I’m working on a graph neural network involving 3d positional vectors R as nodes and the scaler distances D as edges, and I want to take derivatives of the network output with respect to the initial position R. Here is a minimum working example not involving any neural network.

```
import torch
R = torch.rand(10, 5, 3, requires_grad=True) # Position vectors, (n_data, n_point, 3)
D = torch.norm(R.unsqueeze(2) - R.unsqueeze(1), dim=-1) # Distances matrix, (n_data, n_point, n_point)
gradient = torch.autograd.grad(D, R, grad_outputs=torch.ones_like(D))[0]
print(gradient) # Returns tensor with shape (10, 5, 3)
```

Since the distance matrix D does not change throughout the training, I want to pre-calculate the distance matrix when I create the PyTorch Dataset, rather than to re-calculate it every time I load a batch.

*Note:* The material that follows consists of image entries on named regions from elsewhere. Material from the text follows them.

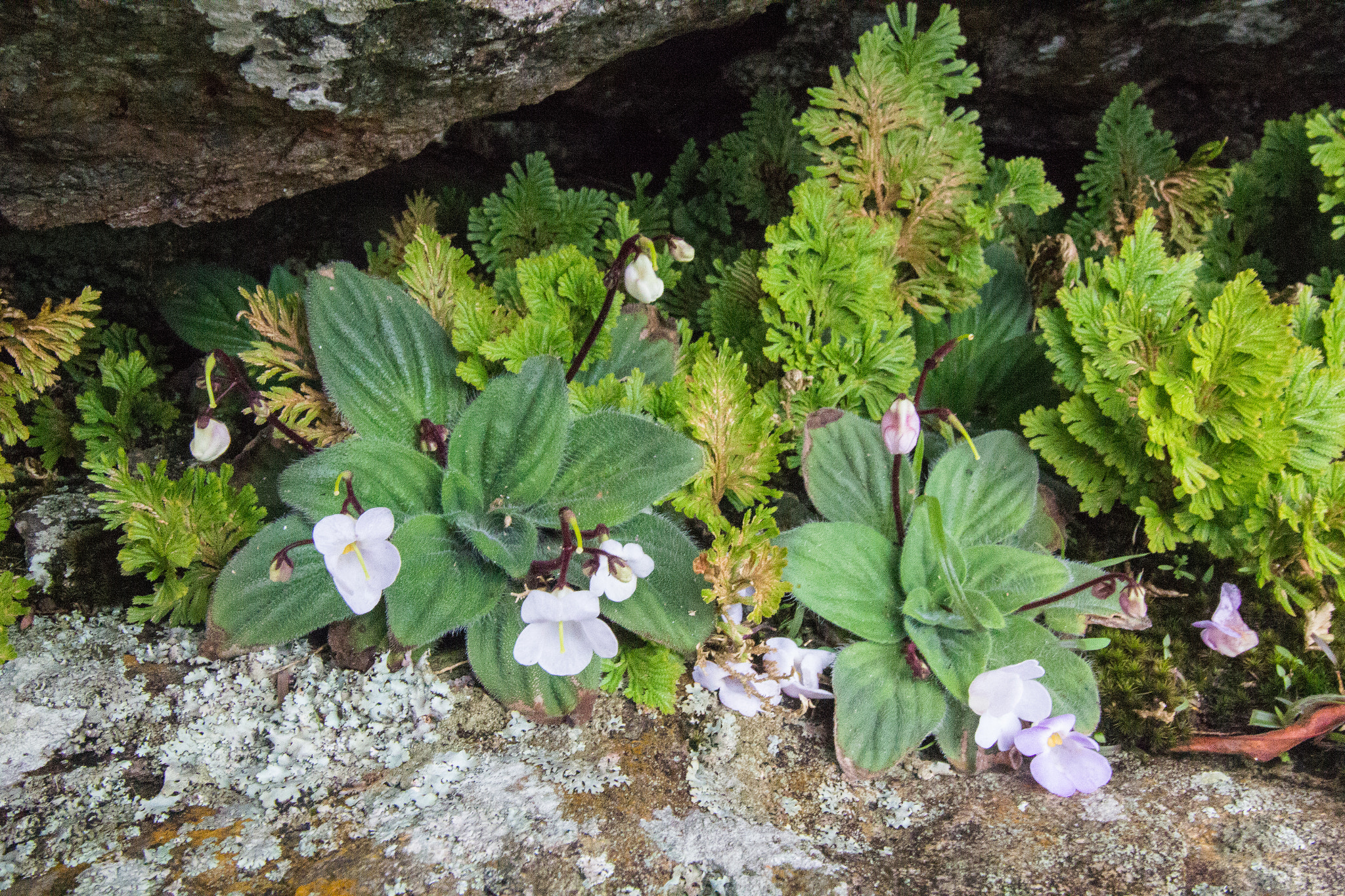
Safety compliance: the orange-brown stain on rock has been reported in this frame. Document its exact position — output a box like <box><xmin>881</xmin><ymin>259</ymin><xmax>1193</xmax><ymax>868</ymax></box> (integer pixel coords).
<box><xmin>295</xmin><ymin>877</ymin><xmax>358</xmax><ymax>896</ymax></box>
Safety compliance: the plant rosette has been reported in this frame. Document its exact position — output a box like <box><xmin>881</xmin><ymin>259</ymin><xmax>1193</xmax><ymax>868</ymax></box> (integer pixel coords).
<box><xmin>209</xmin><ymin>263</ymin><xmax>714</xmax><ymax>717</ymax></box>
<box><xmin>776</xmin><ymin>410</ymin><xmax>1120</xmax><ymax>777</ymax></box>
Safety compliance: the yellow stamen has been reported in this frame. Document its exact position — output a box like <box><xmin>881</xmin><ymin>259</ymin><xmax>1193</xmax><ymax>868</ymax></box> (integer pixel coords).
<box><xmin>342</xmin><ymin>542</ymin><xmax>370</xmax><ymax>579</ymax></box>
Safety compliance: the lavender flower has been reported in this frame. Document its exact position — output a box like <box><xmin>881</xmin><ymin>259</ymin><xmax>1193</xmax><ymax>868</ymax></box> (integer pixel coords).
<box><xmin>1192</xmin><ymin>582</ymin><xmax>1260</xmax><ymax>657</ymax></box>
<box><xmin>967</xmin><ymin>660</ymin><xmax>1050</xmax><ymax>750</ymax></box>
<box><xmin>1014</xmin><ymin>715</ymin><xmax>1111</xmax><ymax>797</ymax></box>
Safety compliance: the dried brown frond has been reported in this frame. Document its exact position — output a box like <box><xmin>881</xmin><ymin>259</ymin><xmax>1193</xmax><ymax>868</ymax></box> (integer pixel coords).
<box><xmin>238</xmin><ymin>286</ymin><xmax>351</xmax><ymax>447</ymax></box>
<box><xmin>0</xmin><ymin>286</ymin><xmax>100</xmax><ymax>444</ymax></box>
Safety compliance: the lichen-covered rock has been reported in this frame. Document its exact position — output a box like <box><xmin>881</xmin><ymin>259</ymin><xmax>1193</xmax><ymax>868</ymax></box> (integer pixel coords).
<box><xmin>0</xmin><ymin>0</ymin><xmax>766</xmax><ymax>228</ymax></box>
<box><xmin>0</xmin><ymin>612</ymin><xmax>1345</xmax><ymax>896</ymax></box>
<box><xmin>13</xmin><ymin>492</ymin><xmax>135</xmax><ymax>610</ymax></box>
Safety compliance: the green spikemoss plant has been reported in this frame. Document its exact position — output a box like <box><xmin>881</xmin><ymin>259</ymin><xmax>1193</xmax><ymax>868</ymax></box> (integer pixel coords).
<box><xmin>760</xmin><ymin>4</ymin><xmax>1060</xmax><ymax>440</ymax></box>
<box><xmin>776</xmin><ymin>408</ymin><xmax>1124</xmax><ymax>777</ymax></box>
<box><xmin>209</xmin><ymin>238</ymin><xmax>714</xmax><ymax>717</ymax></box>
<box><xmin>1022</xmin><ymin>211</ymin><xmax>1345</xmax><ymax>610</ymax></box>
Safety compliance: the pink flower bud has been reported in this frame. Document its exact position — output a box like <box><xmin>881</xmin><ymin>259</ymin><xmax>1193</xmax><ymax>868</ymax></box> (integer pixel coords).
<box><xmin>879</xmin><ymin>396</ymin><xmax>920</xmax><ymax>454</ymax></box>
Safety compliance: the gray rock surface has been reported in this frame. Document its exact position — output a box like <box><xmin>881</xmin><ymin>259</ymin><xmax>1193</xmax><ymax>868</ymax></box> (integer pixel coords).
<box><xmin>0</xmin><ymin>612</ymin><xmax>1345</xmax><ymax>896</ymax></box>
<box><xmin>0</xmin><ymin>0</ymin><xmax>766</xmax><ymax>228</ymax></box>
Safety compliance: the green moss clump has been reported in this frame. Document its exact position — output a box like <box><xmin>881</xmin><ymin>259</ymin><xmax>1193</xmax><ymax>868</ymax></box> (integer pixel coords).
<box><xmin>1093</xmin><ymin>631</ymin><xmax>1196</xmax><ymax>750</ymax></box>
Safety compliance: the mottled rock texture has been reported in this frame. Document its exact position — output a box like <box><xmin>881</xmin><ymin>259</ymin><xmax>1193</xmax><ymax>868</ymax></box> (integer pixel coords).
<box><xmin>0</xmin><ymin>0</ymin><xmax>766</xmax><ymax>228</ymax></box>
<box><xmin>0</xmin><ymin>612</ymin><xmax>1345</xmax><ymax>896</ymax></box>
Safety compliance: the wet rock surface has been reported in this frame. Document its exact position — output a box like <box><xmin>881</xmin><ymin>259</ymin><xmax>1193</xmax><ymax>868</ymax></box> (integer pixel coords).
<box><xmin>0</xmin><ymin>0</ymin><xmax>766</xmax><ymax>228</ymax></box>
<box><xmin>0</xmin><ymin>612</ymin><xmax>1345</xmax><ymax>896</ymax></box>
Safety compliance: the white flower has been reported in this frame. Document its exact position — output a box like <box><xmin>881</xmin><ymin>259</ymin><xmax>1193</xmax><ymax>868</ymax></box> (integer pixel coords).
<box><xmin>514</xmin><ymin>588</ymin><xmax>616</xmax><ymax>675</ymax></box>
<box><xmin>761</xmin><ymin>638</ymin><xmax>837</xmax><ymax>700</ymax></box>
<box><xmin>692</xmin><ymin>660</ymin><xmax>780</xmax><ymax>716</ymax></box>
<box><xmin>589</xmin><ymin>539</ymin><xmax>653</xmax><ymax>603</ymax></box>
<box><xmin>625</xmin><ymin>253</ymin><xmax>663</xmax><ymax>305</ymax></box>
<box><xmin>191</xmin><ymin>416</ymin><xmax>229</xmax><ymax>463</ymax></box>
<box><xmin>313</xmin><ymin>508</ymin><xmax>402</xmax><ymax>614</ymax></box>
<box><xmin>967</xmin><ymin>660</ymin><xmax>1050</xmax><ymax>750</ymax></box>
<box><xmin>669</xmin><ymin>236</ymin><xmax>695</xmax><ymax>263</ymax></box>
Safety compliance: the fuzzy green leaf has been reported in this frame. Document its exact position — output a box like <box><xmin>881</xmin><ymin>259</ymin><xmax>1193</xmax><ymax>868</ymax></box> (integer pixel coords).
<box><xmin>571</xmin><ymin>513</ymin><xmax>716</xmax><ymax>656</ymax></box>
<box><xmin>444</xmin><ymin>357</ymin><xmax>569</xmax><ymax>513</ymax></box>
<box><xmin>984</xmin><ymin>616</ymin><xmax>1100</xmax><ymax>733</ymax></box>
<box><xmin>467</xmin><ymin>601</ymin><xmax>603</xmax><ymax>720</ymax></box>
<box><xmin>905</xmin><ymin>616</ymin><xmax>990</xmax><ymax>702</ymax></box>
<box><xmin>384</xmin><ymin>513</ymin><xmax>508</xmax><ymax>645</ymax></box>
<box><xmin>449</xmin><ymin>508</ymin><xmax>537</xmax><ymax>578</ymax></box>
<box><xmin>280</xmin><ymin>438</ymin><xmax>444</xmax><ymax>523</ymax></box>
<box><xmin>530</xmin><ymin>412</ymin><xmax>703</xmax><ymax>529</ymax></box>
<box><xmin>304</xmin><ymin>262</ymin><xmax>467</xmax><ymax>446</ymax></box>
<box><xmin>775</xmin><ymin>523</ymin><xmax>902</xmax><ymax>643</ymax></box>
<box><xmin>159</xmin><ymin>265</ymin><xmax>261</xmax><ymax>354</ymax></box>
<box><xmin>831</xmin><ymin>641</ymin><xmax>944</xmax><ymax>773</ymax></box>
<box><xmin>803</xmin><ymin>408</ymin><xmax>915</xmax><ymax>542</ymax></box>
<box><xmin>209</xmin><ymin>513</ymin><xmax>352</xmax><ymax>647</ymax></box>
<box><xmin>925</xmin><ymin>430</ymin><xmax>1037</xmax><ymax>545</ymax></box>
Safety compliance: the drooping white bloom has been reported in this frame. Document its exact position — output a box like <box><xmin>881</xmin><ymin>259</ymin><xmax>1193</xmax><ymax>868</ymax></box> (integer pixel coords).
<box><xmin>967</xmin><ymin>660</ymin><xmax>1050</xmax><ymax>750</ymax></box>
<box><xmin>625</xmin><ymin>253</ymin><xmax>663</xmax><ymax>305</ymax></box>
<box><xmin>589</xmin><ymin>539</ymin><xmax>653</xmax><ymax>603</ymax></box>
<box><xmin>669</xmin><ymin>236</ymin><xmax>695</xmax><ymax>263</ymax></box>
<box><xmin>313</xmin><ymin>508</ymin><xmax>402</xmax><ymax>614</ymax></box>
<box><xmin>761</xmin><ymin>638</ymin><xmax>837</xmax><ymax>700</ymax></box>
<box><xmin>514</xmin><ymin>588</ymin><xmax>616</xmax><ymax>675</ymax></box>
<box><xmin>191</xmin><ymin>416</ymin><xmax>229</xmax><ymax>463</ymax></box>
<box><xmin>692</xmin><ymin>660</ymin><xmax>780</xmax><ymax>716</ymax></box>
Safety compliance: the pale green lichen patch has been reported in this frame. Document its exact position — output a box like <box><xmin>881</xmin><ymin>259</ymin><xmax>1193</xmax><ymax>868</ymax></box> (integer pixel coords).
<box><xmin>0</xmin><ymin>614</ymin><xmax>1345</xmax><ymax>896</ymax></box>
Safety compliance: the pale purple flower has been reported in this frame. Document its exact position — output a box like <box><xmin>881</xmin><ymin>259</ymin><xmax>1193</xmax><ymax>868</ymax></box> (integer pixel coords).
<box><xmin>1192</xmin><ymin>582</ymin><xmax>1260</xmax><ymax>657</ymax></box>
<box><xmin>514</xmin><ymin>588</ymin><xmax>616</xmax><ymax>675</ymax></box>
<box><xmin>967</xmin><ymin>660</ymin><xmax>1050</xmax><ymax>750</ymax></box>
<box><xmin>1013</xmin><ymin>715</ymin><xmax>1111</xmax><ymax>797</ymax></box>
<box><xmin>878</xmin><ymin>395</ymin><xmax>920</xmax><ymax>454</ymax></box>
<box><xmin>761</xmin><ymin>638</ymin><xmax>837</xmax><ymax>700</ymax></box>
<box><xmin>313</xmin><ymin>508</ymin><xmax>402</xmax><ymax>614</ymax></box>
<box><xmin>692</xmin><ymin>660</ymin><xmax>780</xmax><ymax>716</ymax></box>
<box><xmin>589</xmin><ymin>539</ymin><xmax>653</xmax><ymax>603</ymax></box>
<box><xmin>190</xmin><ymin>416</ymin><xmax>229</xmax><ymax>463</ymax></box>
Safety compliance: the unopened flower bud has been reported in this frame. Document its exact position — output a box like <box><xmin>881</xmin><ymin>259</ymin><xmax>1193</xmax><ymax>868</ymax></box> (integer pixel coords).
<box><xmin>191</xmin><ymin>416</ymin><xmax>229</xmax><ymax>463</ymax></box>
<box><xmin>625</xmin><ymin>253</ymin><xmax>663</xmax><ymax>305</ymax></box>
<box><xmin>271</xmin><ymin>555</ymin><xmax>295</xmax><ymax>582</ymax></box>
<box><xmin>879</xmin><ymin>396</ymin><xmax>920</xmax><ymax>454</ymax></box>
<box><xmin>669</xmin><ymin>236</ymin><xmax>695</xmax><ymax>263</ymax></box>
<box><xmin>1120</xmin><ymin>582</ymin><xmax>1149</xmax><ymax>616</ymax></box>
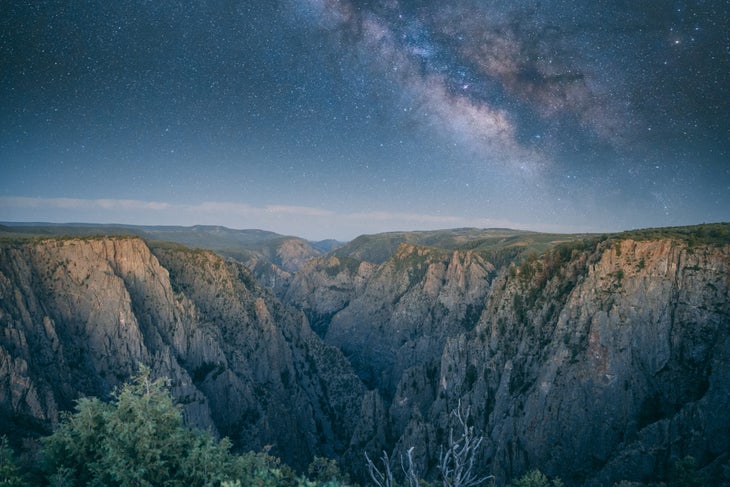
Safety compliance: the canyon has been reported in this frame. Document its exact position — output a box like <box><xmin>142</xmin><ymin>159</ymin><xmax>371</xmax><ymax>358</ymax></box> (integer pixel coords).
<box><xmin>0</xmin><ymin>225</ymin><xmax>730</xmax><ymax>485</ymax></box>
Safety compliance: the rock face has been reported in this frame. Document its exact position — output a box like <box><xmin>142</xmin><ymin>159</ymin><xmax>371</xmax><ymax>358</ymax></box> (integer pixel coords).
<box><xmin>396</xmin><ymin>240</ymin><xmax>730</xmax><ymax>485</ymax></box>
<box><xmin>0</xmin><ymin>238</ymin><xmax>364</xmax><ymax>467</ymax></box>
<box><xmin>0</xmin><ymin>231</ymin><xmax>730</xmax><ymax>486</ymax></box>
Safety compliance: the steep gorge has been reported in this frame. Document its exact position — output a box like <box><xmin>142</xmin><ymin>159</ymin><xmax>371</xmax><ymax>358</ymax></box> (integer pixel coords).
<box><xmin>0</xmin><ymin>238</ymin><xmax>364</xmax><ymax>467</ymax></box>
<box><xmin>0</xmin><ymin>231</ymin><xmax>730</xmax><ymax>485</ymax></box>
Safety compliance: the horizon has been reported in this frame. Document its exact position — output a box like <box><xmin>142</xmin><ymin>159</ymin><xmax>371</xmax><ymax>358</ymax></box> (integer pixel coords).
<box><xmin>0</xmin><ymin>0</ymin><xmax>730</xmax><ymax>240</ymax></box>
<box><xmin>0</xmin><ymin>220</ymin><xmax>730</xmax><ymax>245</ymax></box>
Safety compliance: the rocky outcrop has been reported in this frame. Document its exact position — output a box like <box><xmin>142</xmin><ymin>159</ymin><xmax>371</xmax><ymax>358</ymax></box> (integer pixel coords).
<box><xmin>395</xmin><ymin>240</ymin><xmax>730</xmax><ymax>485</ymax></box>
<box><xmin>0</xmin><ymin>231</ymin><xmax>730</xmax><ymax>486</ymax></box>
<box><xmin>0</xmin><ymin>238</ymin><xmax>363</xmax><ymax>467</ymax></box>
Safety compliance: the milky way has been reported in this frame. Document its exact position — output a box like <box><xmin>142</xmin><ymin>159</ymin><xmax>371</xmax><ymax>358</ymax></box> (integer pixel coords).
<box><xmin>0</xmin><ymin>0</ymin><xmax>730</xmax><ymax>238</ymax></box>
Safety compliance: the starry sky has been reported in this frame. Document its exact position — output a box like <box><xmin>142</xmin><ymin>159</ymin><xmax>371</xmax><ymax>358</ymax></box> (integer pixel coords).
<box><xmin>0</xmin><ymin>0</ymin><xmax>730</xmax><ymax>240</ymax></box>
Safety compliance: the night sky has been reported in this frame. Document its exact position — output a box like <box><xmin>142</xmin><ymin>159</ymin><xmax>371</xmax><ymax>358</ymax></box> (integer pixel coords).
<box><xmin>0</xmin><ymin>0</ymin><xmax>730</xmax><ymax>240</ymax></box>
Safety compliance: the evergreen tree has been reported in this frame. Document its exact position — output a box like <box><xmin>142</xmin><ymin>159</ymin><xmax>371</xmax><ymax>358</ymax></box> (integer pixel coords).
<box><xmin>43</xmin><ymin>367</ymin><xmax>235</xmax><ymax>486</ymax></box>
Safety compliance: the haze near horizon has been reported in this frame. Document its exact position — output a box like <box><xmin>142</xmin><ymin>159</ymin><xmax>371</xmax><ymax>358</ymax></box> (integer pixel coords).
<box><xmin>0</xmin><ymin>0</ymin><xmax>730</xmax><ymax>240</ymax></box>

Somehow the graph structure in PyTorch doesn’t allow me to do that, presumably because the batched R of the Dataset output is different from the original R used in the graph of D.

```
import torch
from torch.utils.data import Dataset
class BatchDataset(Dataset):
def __init__(self, R):
self.R = torch.tensor(R, requires_grad=True) # Position vectors, (n_data, n_point, 3)
self.D = torch.norm(self.R.unsqueeze(2) - self.R.unsqueeze(1), dim=-1) # Distances matrix, (n_data, n_point, n_point)
def __getitem__(self, index):
return self.R[index], self.D[index]
def __len__(self):
return self.R.size(0)
R = torch.rand(10, 5, 3, requires_grad=True) # Position vectors, (n_data, n_point, 3)
batch_R, batch_D = BatchDataset(R)[:]
gradient = torch.autograd.grad(batch_D, batch_R, grad_outputs=torch.ones_like(batch_D))[0]
print(gradient) # Returns RuntimeError: One of the differentiated Tensors appears to not have been used in the graph.
gradient = torch.autograd.grad(batch_D, batch_R, grad_outputs=torch.ones_like(batch_D), allow_unused=True)[0]
print(gradient) # Returns None
```

Is there a way to pre-calculate the distance matrix in a Dataset while preserving the graph structure for gradient calculation? Or the distance matrix and the edge features have to be re-calculated if the gradients are needed? Thanks.